Clima
seguirá elevando perdas no Caribe.
Praias afetadas pela erosão e infestadaspor algas
Sargassum mortas fazem parte da paisagem comum na baía de Hellshire, na
Jamaica. Os cientistas atribuem o fenômeno à mudança climática. Foto: Zadie
Neufville/IPS.
Por Zadie Neufville, da IPS –
Kingston, Jamaica, 8/12/2015 – Os moradores de
Rocky Point, uma vila de pescadores na costa sul da Jamaica, acordaram em uma
manhã de julho com seus jardins e ruas com água até os joelhos. Os fortes
ventos e as grandes ondas fizeram com que o mar adentrasse 200 metros,
inundasse as tubulações e obrigasse as pessoas a ficar em suas casas.“Há 43
anos que vivo aqui e nunca tinha visto algo assim”, declarou Sydney Thomas ao
jornal Jamaica Observer.
Da praia de pescadores Hellshire, afastada da
capital, a comunidade observou como desaparecia em questão de semanas. Agora o
mar banha os edifícios. Os barcos que descansavam na areia ficaram à deriva na
beira do que resta de areia branca.Em um extremo da baía de Hunts a comunidade
de Seaview Gardens ficou à beira do lamaçal.
Durante décadas a população local sofreu o
transbordamento das tubulações, quando a água do mar entra pelo encanamento,
inunda a rede e gera um contrafluxo que faz com que o esgoto volte às casas e
às ruas.
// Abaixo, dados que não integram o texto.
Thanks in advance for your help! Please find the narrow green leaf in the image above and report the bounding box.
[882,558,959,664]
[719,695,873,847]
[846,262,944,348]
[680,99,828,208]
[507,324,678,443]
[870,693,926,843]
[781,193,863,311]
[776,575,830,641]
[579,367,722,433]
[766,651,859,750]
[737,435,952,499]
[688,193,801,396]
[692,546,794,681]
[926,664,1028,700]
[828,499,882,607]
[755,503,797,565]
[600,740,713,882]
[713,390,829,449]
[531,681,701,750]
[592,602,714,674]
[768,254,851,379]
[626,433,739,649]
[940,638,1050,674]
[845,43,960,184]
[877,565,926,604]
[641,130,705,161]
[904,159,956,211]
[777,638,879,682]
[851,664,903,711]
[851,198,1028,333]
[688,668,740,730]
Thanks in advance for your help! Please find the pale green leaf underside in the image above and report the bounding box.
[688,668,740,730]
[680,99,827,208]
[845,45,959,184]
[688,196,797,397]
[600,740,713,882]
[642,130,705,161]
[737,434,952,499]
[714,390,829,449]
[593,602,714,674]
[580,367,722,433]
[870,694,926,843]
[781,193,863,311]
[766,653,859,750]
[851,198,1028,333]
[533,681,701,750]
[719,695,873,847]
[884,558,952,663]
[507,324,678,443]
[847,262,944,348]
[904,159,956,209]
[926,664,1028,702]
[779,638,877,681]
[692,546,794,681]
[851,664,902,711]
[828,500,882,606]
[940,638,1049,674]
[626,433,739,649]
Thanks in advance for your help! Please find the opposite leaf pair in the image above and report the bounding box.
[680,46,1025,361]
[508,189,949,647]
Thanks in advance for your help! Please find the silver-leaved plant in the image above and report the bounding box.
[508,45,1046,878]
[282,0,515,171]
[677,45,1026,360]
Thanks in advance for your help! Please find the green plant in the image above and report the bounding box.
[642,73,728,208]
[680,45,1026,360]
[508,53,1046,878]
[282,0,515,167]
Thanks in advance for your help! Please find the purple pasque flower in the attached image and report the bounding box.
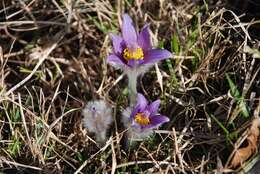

As inundações nas comunidades costeiras da Jamaica não são um fenômeno
novo, mas nos últimos anos o que era incomum se tornou frequente.
O especialista em gestão costeira Peter
Wilson-Kelly percorreu várias áreas onde as mesmas histórias se repetem. “É uma
combinação de aumento de fatores relacionados com a mudança climática, como a
elevação do nível do mar, ede danos causados pelos furacões, que deram lugar a
novas referências costeiras e influências da atividade humana, como estruturas
demasiado próximas da costa”, explicou.
Em 2004, seis pessoas morreram quando uma onda
causada pelo furacão Ivã inundou a área de Portland Cottage. E, no leste de
Kingston, várias residências multimilionárias em Caribbean Terrace, uma
comunidade à beira-mar, ficaram destruídas quando o fenômeno empurrou o mar
terra adentro.As ondas imensas também destruíram as dunas de areia, que antes
haviam servido de barreira natural para aestrada Palisadoes Road, que liga a
histórica cidade de Port Royal e o aeroporto Norman Manley com o resto do país.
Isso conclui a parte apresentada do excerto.